Dicha estructura nació el 11 de mayo pasado con el objetivo de ‘promover comicios federales justos y honestos’, pero opositores consideran que su verdadero fin es validar las repetidas acusaciones del gobernante sobre un presunto fraude en los comicios de 2016.
Trump alcanzó la Casa Blanca gracias a 307 votos electorales, en correspondencia con el sistema que rige en Estados Unidos, pero perdió en el sufragio popular ante su rival demócrata, Hilary Clinton.
Entre las acciones propias, la Comisión se dedica a revisar registros y procesos de votación bajo la guía del vicepresidente, Mike Pence, y del secretario de Estado de Kansas, Kris Kobach.
A finales del mes pasado, Kobach pidió a cada territorio del país entregar información de sus votantes, incluidos nombres, direcciones, los últimos cuatro dígitos del número de seguridad social, fechas de nacimiento, afiliación política, antecedentes penales e historial electoral.
Como respuesta, funcionarios de 21 estados y del Distrito de Columbia se negaron a enviar cualquier contenido, citando problemas de privacidad, y los de otros ocho dijeron que no enviarían datos a menos que la Comisión pague por ellos o realice un proceso de solicitud formal.

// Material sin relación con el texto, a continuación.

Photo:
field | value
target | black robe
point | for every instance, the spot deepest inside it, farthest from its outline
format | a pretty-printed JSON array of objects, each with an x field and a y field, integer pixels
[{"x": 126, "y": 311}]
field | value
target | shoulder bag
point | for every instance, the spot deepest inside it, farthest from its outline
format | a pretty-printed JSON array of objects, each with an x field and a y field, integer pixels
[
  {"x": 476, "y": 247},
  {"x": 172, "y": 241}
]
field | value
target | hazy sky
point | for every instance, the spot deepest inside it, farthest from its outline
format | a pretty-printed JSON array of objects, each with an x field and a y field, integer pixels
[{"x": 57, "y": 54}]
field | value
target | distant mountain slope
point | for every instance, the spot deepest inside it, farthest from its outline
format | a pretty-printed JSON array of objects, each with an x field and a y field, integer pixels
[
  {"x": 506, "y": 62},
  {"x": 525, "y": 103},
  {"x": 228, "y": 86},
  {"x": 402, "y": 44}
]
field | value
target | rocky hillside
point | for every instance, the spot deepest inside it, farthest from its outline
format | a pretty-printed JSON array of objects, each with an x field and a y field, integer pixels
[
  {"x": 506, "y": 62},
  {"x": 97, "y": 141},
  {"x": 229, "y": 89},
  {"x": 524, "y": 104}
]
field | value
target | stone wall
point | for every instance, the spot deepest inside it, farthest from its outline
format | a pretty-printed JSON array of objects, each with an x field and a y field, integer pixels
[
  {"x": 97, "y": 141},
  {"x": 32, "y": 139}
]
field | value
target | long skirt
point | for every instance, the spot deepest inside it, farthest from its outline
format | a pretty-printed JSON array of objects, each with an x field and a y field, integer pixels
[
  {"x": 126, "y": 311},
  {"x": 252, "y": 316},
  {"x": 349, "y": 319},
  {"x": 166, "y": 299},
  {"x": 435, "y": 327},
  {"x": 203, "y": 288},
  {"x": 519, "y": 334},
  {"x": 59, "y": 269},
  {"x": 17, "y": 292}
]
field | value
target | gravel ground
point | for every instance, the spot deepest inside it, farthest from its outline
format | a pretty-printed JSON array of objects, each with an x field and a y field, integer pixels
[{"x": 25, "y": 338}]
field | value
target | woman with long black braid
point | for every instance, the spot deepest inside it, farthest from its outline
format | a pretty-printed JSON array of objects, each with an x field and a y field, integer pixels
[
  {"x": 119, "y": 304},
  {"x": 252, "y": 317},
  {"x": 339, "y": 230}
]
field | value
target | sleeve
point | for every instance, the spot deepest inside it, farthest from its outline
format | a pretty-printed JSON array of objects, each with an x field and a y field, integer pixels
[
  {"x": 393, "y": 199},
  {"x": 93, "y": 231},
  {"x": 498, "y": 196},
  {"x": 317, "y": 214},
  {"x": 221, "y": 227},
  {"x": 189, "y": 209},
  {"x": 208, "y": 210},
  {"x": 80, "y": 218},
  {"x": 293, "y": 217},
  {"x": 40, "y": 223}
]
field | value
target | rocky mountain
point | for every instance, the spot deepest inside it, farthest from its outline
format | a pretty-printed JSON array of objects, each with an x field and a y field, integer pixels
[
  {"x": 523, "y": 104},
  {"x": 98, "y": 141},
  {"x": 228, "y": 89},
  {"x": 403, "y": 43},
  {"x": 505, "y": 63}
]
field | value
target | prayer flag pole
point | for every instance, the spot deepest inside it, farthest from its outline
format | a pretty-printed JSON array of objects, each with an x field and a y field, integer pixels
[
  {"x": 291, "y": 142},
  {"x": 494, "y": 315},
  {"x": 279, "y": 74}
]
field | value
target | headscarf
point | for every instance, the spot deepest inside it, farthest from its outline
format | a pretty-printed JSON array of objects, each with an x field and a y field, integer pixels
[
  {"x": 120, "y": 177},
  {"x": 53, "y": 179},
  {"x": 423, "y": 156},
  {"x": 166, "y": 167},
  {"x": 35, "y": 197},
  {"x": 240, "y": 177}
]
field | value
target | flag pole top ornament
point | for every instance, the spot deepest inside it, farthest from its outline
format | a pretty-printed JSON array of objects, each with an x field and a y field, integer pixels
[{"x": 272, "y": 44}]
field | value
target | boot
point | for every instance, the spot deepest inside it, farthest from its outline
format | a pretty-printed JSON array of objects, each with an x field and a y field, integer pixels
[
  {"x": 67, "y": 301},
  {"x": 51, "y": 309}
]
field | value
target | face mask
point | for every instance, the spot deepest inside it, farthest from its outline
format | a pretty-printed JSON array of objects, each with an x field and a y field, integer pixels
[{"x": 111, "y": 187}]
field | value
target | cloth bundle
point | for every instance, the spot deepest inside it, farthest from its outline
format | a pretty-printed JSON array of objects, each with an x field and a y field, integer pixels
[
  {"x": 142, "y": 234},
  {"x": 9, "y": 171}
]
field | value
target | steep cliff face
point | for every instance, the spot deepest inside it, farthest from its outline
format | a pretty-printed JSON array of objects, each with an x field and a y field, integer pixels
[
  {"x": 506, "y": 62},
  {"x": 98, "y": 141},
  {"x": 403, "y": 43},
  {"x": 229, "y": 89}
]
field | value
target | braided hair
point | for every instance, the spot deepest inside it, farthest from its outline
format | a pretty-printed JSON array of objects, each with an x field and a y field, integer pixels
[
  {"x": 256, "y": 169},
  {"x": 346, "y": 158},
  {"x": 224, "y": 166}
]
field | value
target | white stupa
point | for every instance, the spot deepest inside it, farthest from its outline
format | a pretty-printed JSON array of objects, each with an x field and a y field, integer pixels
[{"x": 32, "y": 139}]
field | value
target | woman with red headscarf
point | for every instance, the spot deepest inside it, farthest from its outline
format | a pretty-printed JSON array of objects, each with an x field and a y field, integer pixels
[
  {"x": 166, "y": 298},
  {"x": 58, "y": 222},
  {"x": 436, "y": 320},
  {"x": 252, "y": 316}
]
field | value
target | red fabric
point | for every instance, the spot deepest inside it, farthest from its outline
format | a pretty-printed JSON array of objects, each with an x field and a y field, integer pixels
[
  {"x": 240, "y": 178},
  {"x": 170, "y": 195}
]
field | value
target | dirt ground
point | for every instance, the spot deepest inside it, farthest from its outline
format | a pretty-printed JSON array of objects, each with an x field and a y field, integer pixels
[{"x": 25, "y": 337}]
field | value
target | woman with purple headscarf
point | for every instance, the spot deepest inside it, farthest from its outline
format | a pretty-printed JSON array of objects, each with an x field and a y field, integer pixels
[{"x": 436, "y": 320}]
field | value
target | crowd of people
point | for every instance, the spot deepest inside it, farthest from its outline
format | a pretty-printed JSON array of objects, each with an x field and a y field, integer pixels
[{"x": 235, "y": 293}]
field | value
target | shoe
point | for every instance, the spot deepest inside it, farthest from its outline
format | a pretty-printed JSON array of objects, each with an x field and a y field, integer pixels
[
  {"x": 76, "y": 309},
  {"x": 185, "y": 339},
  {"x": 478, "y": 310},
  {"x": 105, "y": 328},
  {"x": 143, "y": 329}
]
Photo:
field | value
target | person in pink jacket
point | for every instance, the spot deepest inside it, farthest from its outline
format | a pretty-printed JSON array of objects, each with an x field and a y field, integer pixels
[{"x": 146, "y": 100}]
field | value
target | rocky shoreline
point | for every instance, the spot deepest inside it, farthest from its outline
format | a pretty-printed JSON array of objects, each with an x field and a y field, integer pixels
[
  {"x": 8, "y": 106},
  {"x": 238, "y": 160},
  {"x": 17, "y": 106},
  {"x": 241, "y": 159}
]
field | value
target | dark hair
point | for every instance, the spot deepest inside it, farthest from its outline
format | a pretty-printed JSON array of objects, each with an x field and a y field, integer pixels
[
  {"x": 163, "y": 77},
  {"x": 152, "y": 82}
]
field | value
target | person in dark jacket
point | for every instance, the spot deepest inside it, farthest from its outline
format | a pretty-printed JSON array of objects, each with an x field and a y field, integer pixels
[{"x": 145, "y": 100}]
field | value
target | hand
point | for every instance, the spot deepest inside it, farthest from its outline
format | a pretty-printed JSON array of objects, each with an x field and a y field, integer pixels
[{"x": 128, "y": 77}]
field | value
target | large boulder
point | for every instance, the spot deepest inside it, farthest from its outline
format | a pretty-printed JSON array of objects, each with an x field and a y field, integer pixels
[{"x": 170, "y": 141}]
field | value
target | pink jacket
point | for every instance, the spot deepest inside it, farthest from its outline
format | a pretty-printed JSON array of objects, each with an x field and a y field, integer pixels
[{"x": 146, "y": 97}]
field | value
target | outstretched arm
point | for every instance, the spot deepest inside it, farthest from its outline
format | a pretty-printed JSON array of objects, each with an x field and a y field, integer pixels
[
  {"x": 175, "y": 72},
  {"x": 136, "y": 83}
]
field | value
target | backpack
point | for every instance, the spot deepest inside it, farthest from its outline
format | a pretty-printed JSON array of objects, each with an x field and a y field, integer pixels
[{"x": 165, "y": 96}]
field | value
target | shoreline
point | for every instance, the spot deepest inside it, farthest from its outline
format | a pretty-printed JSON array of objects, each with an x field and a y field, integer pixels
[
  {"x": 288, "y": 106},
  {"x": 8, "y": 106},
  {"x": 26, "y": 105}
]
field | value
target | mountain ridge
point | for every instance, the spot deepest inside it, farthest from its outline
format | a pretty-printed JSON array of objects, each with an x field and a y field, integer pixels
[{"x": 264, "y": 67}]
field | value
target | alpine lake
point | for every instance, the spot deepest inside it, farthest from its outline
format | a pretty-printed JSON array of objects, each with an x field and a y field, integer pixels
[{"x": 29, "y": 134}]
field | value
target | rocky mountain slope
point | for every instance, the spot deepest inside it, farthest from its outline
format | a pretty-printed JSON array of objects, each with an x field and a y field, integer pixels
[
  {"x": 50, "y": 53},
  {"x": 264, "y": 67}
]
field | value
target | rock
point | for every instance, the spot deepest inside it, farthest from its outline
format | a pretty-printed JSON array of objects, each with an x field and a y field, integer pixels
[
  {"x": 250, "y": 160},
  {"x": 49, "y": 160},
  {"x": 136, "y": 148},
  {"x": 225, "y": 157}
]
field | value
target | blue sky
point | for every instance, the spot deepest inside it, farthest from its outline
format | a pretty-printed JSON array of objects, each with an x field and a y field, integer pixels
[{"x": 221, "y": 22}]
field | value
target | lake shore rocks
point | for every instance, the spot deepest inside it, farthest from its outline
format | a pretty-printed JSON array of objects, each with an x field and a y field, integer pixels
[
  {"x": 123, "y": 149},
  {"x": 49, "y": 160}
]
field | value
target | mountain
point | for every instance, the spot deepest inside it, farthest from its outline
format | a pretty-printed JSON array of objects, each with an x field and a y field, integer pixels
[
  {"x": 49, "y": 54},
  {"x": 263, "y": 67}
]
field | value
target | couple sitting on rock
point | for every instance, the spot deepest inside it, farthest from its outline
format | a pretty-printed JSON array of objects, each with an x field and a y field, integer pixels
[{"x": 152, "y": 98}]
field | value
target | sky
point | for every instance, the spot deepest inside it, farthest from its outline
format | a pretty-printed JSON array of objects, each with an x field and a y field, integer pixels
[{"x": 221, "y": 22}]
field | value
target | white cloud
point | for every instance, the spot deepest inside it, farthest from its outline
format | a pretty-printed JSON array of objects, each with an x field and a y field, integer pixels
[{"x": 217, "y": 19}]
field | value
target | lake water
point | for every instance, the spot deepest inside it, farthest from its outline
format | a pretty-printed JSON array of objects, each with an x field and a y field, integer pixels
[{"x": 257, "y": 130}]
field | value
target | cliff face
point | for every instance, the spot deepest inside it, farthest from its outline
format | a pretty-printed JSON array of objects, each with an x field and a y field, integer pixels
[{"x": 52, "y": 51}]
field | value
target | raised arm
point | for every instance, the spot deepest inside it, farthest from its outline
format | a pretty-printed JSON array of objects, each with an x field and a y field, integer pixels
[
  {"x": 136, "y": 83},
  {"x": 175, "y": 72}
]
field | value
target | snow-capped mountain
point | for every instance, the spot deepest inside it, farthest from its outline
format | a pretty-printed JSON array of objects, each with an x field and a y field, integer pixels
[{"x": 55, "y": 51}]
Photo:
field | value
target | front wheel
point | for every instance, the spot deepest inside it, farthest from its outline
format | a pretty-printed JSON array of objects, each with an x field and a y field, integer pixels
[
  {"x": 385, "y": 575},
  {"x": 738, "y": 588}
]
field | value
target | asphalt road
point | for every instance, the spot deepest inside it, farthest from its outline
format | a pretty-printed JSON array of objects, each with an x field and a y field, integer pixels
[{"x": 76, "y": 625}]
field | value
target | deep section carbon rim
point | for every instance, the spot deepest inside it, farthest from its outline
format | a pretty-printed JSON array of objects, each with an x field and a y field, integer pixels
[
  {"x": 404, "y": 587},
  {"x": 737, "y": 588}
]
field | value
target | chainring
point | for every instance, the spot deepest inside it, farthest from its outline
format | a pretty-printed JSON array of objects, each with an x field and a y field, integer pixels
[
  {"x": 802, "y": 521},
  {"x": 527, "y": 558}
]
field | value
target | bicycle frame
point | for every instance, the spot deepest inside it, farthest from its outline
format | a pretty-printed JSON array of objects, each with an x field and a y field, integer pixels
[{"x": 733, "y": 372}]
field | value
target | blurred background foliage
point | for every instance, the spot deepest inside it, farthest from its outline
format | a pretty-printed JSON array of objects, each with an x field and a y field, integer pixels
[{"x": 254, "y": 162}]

Por su parte, 17 demarcaciones acordaron proporcionar al grupo de 12 miembros (siete republicanos y cinco demócratas) solo la información pública disponible.
Si cualquier estado no quiere compartir esta información, uno tiene que preguntarse qué les preocupa, apuntó Trump en el primer encuentro de la Comisión.
Detrás de esa postura puede esconderse algo malvado, comentó el gobernante, quien hasta el momento no ha presentado pruebas sobre el aludido problema en las últimas elecciones en su país.
Cada vez que se produce el fraude electoral, se cancela el voto de ciudadanos legítimos y socava la democracia. No puedo dejar que eso suceda, sostuvo.
Recordó que durante la campaña presidencial la gente le expresó su preocupación por ‘inconsistencias e irregularidades electorales’.